Rehearsing for the World Premiere of The Odyssey
Brandon and I were fortunate to share in a fantastic rehearsal today with the extended Dréos ensemble at the University of Oregon. We were joined by violinists Wyatt True and Jannie Wei of the Delgani String Quartet, violinist Lisa McWhorter (Assistant Concert Master at the Eugene Symphony Orchestra), cellist Kathryn Brunhaver and violinist Holly Roberts of the UO School of Music and Dance Graduate program, and bassist Noah Ferguson. All superior artists.
And, it was a delightful and surreal experience having such a group of exceptional professionals working on something I made up.
We started the rehearsal with Movement II, The Ghost of These Days. This movement is a surging complex of imitative polyphony and anxious suspensions. We spent time working out the feel associated with the resolution of the suspensions in the mid-section, in addition to cues for the final prolation canon.
We transitioned to Movement III, Elegy and Gold. The opening of this movement is somber.
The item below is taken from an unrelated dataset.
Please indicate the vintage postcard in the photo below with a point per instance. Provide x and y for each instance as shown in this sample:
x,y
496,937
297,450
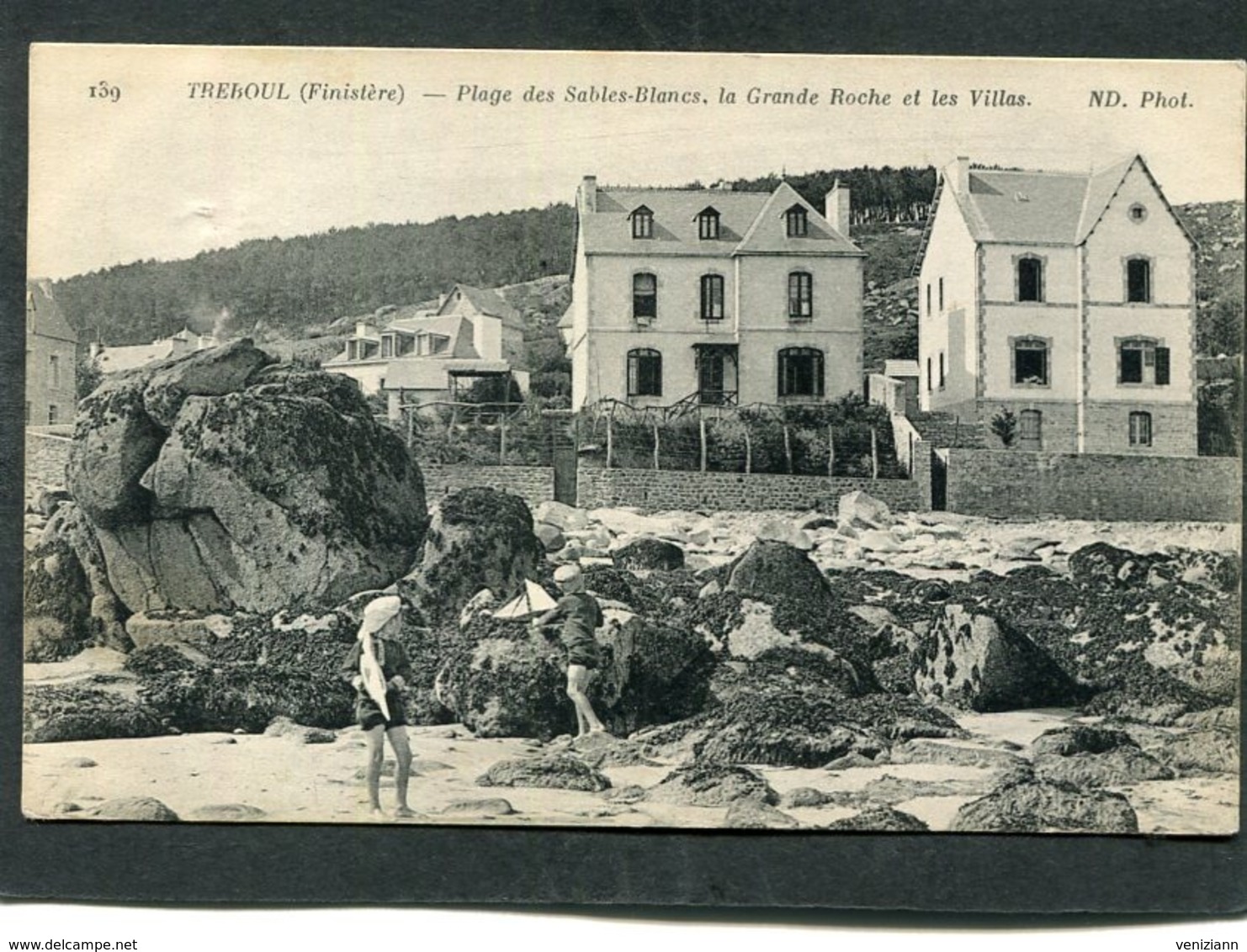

It's a graveside portrait in which bystanders acknowledge the finality of what has transpired. The conclusion, however, is bright. We were able to acquire three hardanger fiddles and a vielle à roue from Doug Heydon, Philip Wilkinson, and Juanita Holmes. Hardanger fiddle and vielle à roue produce high-frequency splash from all the resonating strings. And, hardanger fiddle is such an impressive sculpture--merging the concept of the 16th-century Italian violin with what strike me as Byzantine mosaic inlay. Add to that the brilliant buzz from the sympathetic strings, and there's a lot to look at and listen to. These instruments are quite sensitive to the bow, and work well with a 17th-century bow.
Two hours later, we'd carefully examined the entire composition with time left to spare. As an added bonus, artist Wesley Hurd came to hear part of our rehearsing. The task of the evening is to edit bowing changes and cues into the master score--have fun, Brandon!